I pull my phone from my chest pocket, snap photos from every angle. Interior. Exterior. Close-up on the boot prints in the ash—someone stepped in and out after the last snowfall. Which means in the last twenty-four hours.

I check for tire tracks, shoe patterns. Someone parked out here. Then hiked in. Heavy tread. Same direction as the prints. Two sets. One heavier, one smaller. I document both.

Then I find something I don’t like. A spent shell casing near the fireplace. Nine millimeter. Clean. No weather damage. Sloppy or left on purpose? Either way, someone’s using this place—and they didn’t think they’d be followed. Or worse… they don’t care.

I pull a latex glove from my pack, bag the casing, and press two fingers against the charred wall. Still flakes. Which means the fire was recent, not historic—a burn site to destroy something?

I don’t get answers. I just collect them.

Ten minutes later, I have a full set of photos and GPS coordinates logged. No immediate threats. No obvious stash. But what’s here is enough to tell me one thing: Whatever’s happening in Glacier Hollow—it’s not random. It’s planned. Organized. Hidden.
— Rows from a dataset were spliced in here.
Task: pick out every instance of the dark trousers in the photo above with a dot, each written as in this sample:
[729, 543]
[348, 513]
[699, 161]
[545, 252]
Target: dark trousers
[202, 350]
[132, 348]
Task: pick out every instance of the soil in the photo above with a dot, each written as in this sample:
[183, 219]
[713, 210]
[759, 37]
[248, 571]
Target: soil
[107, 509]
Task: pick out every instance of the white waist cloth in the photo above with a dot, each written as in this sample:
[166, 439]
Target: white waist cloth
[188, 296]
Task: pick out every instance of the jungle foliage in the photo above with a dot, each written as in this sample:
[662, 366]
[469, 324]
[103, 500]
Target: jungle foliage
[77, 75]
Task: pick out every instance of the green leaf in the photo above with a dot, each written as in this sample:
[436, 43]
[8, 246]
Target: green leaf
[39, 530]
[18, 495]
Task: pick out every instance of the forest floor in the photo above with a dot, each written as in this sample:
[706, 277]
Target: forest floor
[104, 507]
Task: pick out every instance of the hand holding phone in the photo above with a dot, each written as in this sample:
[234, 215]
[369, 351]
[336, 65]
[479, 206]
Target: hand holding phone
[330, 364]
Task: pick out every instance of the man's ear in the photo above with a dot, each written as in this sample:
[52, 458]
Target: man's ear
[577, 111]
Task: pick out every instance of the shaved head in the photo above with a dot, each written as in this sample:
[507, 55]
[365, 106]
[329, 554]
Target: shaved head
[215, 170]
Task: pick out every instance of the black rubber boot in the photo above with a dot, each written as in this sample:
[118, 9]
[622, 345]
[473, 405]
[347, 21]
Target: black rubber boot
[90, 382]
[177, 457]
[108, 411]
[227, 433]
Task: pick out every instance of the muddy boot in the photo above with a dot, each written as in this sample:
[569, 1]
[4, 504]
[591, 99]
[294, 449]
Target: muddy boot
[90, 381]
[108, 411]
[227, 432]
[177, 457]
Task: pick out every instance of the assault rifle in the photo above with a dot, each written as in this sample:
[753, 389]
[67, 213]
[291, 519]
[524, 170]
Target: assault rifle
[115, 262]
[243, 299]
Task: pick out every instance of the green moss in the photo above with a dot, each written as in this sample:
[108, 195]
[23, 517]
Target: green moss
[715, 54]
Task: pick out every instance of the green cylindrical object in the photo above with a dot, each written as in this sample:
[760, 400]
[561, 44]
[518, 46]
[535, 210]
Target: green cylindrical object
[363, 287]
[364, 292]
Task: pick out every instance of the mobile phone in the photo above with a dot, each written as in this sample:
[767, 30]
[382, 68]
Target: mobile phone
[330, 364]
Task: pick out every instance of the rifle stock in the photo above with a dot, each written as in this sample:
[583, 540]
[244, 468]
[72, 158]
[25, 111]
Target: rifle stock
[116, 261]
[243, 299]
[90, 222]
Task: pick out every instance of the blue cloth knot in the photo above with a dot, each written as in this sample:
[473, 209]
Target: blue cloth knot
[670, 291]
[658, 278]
And nobody’s talking. That’s not fear of the unknown, that’s fear of someone.

In town, people duck their heads and keep their mouths shut because they’ve already made a choice—to survive, not resist. They don’t trust that I’ll be here or that I can or will protect them.

I’ve seen it before. Afghanistan. South Sudan. Even back home, small towns with old blood and dirty money. You don’t have to be running a cartel to keep people scared. You just need enough reach and the willingness to act without hesitation.

My boots crunch on the path as I head back, staying off the trail, quiet as a shadow. The wind cuts colder now. The trees creak overhead.